You can also self-host WordPress. Since it uses PHP and MySQL, it can run on the LAMP stack, a popular technology stack for web hosts. Installation is straightforward, and once you’ve installed WordPress on your server, you can follow a simple setup wizard to set up the database and initial website.

If you want to host your website using Docker, the Docker community also provides Docker images, that you can use to deploy WordPress to several cloud providers quickly. You can deploy these container images standalone, or use them within a Kubernetes application.


Ghost allows you to self-host or use managed hosting. The benefits of managed hosting are the same as for WordPress. The most popular managed hosting solution is from Ghost. There is no free plan, but they do offer a fourteen-day free trial that you can use to see if Ghost will work for you. After the free trial, paid plans start at $9 USD per month.

When self-hosting Ghost, your options are more limited, as you need a hosting provider that gives you CLI access to the server so you can install Ghost and its dependencies.
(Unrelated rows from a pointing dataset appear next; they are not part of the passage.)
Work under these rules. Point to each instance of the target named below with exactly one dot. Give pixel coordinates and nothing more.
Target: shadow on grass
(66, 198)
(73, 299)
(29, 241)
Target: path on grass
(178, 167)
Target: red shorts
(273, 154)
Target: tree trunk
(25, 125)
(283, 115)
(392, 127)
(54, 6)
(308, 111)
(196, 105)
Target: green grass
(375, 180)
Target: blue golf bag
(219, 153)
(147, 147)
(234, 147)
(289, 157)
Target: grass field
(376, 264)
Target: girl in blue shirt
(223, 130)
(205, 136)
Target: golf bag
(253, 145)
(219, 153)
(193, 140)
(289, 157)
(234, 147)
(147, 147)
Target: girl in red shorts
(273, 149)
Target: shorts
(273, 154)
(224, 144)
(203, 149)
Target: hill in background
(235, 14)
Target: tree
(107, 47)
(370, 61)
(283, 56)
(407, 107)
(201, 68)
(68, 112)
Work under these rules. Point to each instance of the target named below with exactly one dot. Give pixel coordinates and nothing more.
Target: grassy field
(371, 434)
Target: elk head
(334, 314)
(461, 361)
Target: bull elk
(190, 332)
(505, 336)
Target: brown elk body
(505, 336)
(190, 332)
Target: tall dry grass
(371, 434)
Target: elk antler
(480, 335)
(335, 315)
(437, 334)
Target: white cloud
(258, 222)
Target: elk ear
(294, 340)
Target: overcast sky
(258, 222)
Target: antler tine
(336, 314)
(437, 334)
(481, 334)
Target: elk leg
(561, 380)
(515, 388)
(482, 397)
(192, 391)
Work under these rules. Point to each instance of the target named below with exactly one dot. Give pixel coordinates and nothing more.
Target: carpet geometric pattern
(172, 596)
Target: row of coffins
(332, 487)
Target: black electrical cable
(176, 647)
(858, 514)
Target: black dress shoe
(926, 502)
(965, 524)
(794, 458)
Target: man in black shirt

This can make hosting more expensive, and the most cost-effective option is usually to use a virtual private server (VPS). Some VPS options for self-hosting Ghost are DigitalOcean and Linode, both of which start at $5 USD per month. The setup process for Ghost is more manual than WordPress, and requires that you set up a MySQL database and the Ghost website through the command line.

There are also unofficial Ghost Docker images you can use to deploy Ghost.

The Verdict

WordPress is a clear winner. There are more hosting options, and the price is generally lower than hosting Ghost. In addition, the setup process is much more straightforward when self-hosting WordPress than Ghost.


While Ghost may be your answer if you’re planning a basic, text-only blog and don’t require any extensibility or customization, WordPress is better equipped to support most use cases. As you’ve seen throughout this article, WordPress provides a better developer experience overall, and offers more control over your website’s design, functionality, and content than Ghost does. By providing broadly applicable defaults and allowing extensive customization, WordPress comfortably supports websites of all sizes, at all levels of complexity.